A lopsided whine about the state of American public schools, “The Cartel” is a lesson in dichotomous documaking: Effervescent and tedious, crusading and craven, it’s a prime example of that ubiquitous oxymoron: the agenda-driven “expose.” Comparisons to Michael Moore seem inevitable, and not entirely misguided, but the real role models for helmer Bob Bowdon are TV personalities like John Stossel, who take iron-clad conclusions and set out to prove them. Commercial prospects look slim for this April 16 release.
It’s impossible to argue with Bowdon’s basic premise that U.S. school systems are is in trouble. Dropout rates, especially in urban schools, are scandalous; students are warehoused; huge amounts of money are wasted; teachers’ unions are the Great White Whale of education reformers. But if Davis Guggenheim’s upcoming “Waiting for Superman” is the “Moby Dick” of education docs, “The Cartel” is the genre’s chest-thumping goldfish.
Bowdon, a veteran of local television in the New York metropolitan area, doesn’t stray beyond the state lines of New Jersey to make his case (his claim, at pic’s end, that “The Cartel” is a film of national scope is fatuous, since he doesn’t bother to go as far as, say, Connecticut).
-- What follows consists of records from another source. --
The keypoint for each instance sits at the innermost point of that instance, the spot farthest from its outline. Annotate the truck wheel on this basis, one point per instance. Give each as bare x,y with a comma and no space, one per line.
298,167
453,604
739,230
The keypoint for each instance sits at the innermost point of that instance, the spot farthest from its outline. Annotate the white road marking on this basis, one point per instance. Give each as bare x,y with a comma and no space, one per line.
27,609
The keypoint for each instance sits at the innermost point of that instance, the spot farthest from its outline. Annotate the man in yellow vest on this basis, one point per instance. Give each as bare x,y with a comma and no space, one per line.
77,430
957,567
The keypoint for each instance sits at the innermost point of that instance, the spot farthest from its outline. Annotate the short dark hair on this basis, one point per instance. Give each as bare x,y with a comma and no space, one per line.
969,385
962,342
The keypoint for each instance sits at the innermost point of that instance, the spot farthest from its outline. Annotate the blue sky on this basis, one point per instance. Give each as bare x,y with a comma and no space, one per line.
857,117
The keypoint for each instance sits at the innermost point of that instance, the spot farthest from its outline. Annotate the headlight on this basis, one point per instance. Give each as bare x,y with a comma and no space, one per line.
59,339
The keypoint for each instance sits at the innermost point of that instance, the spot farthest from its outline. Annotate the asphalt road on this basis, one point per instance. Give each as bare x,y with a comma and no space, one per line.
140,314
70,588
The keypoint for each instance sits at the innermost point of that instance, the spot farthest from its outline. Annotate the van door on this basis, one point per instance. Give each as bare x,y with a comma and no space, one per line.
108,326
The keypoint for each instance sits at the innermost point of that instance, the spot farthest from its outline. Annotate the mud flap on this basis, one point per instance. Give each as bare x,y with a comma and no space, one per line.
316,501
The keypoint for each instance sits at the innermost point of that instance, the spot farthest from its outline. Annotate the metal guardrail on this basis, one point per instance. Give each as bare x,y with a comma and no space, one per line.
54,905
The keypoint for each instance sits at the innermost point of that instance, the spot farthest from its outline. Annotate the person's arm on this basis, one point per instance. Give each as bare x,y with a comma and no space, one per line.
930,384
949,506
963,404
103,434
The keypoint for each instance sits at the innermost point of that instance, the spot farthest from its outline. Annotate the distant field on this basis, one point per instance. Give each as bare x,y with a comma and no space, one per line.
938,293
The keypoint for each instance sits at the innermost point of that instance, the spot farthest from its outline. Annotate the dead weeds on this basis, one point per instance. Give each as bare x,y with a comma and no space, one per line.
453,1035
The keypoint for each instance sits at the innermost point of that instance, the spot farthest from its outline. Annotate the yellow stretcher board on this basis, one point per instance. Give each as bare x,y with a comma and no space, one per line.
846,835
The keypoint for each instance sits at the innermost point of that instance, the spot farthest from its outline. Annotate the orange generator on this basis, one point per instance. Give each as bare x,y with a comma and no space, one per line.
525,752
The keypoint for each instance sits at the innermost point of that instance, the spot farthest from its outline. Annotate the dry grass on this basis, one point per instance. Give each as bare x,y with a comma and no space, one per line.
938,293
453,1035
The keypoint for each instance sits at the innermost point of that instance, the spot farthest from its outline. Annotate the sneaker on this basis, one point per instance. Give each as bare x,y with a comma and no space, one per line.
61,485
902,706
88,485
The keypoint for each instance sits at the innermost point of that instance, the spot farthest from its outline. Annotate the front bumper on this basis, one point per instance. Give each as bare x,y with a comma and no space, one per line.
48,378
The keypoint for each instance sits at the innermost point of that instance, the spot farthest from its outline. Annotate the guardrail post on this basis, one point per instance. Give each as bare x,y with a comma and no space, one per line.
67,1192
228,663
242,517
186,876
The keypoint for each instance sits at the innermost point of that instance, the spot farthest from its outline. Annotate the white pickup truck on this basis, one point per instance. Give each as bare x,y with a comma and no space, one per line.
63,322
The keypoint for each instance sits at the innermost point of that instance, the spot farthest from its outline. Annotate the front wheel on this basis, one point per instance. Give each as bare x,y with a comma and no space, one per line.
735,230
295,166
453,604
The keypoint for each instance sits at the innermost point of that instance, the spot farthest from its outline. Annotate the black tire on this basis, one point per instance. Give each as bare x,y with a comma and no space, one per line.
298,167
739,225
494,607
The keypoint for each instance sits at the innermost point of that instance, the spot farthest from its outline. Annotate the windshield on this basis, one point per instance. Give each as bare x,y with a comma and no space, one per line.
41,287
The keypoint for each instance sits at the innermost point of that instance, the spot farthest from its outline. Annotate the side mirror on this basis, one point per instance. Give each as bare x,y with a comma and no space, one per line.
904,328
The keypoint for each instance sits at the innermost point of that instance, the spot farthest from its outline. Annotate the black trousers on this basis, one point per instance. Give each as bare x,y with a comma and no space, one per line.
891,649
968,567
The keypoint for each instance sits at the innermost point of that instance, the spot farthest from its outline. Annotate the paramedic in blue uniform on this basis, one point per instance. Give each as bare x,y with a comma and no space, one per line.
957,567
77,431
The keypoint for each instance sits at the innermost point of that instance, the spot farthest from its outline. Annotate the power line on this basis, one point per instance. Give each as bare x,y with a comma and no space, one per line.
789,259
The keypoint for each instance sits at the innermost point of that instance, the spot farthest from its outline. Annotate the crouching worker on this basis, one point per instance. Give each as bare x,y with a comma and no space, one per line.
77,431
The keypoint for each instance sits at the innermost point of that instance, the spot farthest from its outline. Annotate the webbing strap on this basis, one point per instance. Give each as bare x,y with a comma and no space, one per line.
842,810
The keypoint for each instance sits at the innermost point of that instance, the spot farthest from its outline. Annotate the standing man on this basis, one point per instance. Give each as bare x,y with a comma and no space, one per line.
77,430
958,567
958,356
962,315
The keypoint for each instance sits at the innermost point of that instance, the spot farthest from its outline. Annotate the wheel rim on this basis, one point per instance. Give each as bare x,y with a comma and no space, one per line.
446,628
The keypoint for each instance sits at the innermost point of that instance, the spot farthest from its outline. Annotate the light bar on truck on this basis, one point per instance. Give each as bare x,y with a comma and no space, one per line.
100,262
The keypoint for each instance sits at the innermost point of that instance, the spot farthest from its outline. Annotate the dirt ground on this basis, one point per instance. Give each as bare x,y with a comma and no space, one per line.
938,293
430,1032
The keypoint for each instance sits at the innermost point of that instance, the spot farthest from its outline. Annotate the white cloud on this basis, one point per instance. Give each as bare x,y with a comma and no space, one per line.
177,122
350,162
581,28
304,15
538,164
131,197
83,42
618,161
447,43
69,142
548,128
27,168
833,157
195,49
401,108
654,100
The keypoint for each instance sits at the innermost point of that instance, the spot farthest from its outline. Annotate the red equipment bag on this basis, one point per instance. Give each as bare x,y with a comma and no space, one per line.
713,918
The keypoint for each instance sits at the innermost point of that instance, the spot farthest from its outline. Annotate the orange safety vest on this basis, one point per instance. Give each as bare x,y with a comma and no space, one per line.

He also ignores the ramifications of the No Child Left Behind act (toxic Bush administration education policies are never mentioned). And while providing several New Jersey politicians a platform from which to pontificate about the state of their schools, he also gives a wide berth to questions surrounding campaign contributions, political influence and public financing of elections.
It’s much easier to use teachers and their unions as the whipping boys of a failing school system. And when Bowdon gets Joyce Powell on camera — Powell being the president of the movie’s bete noire, the New Jersey Educational Assn. — he delivers the really tough questions in voiceover, depriving Powell of a chance to answer them and the viewer of a chance to hear them answered. One can only conjecture that Bowdon, for all his touted experience as a journalist, approached the interview unprepared, or didn’t have the nerve to ask Powell the questions. She doesn’t seem that scary. Maybe he was afraid of the answers.
The lessons to be learned from “The Cartel,” with its boogeyman title and Bowdon’s supercilious narration, seem to be limited to filmmakers-cum-propagandists. Want some tips on appealing to a Tea Party mentality? Count the number of Mercedes-Benzes in a school parking lot and pretend that it says something about profligate spending. Castigate former New Jersey Gov. John Corzine for not cutting spending on education, and spin it into a hypothesis that schoolteachers (and let’s not forget the custodians) are controlling state coffers. Most important, don’t have a serious conversation with anyone who doesn’t already agree with you, because you might have to do some work.
Production values are adequate, unlike most of this film.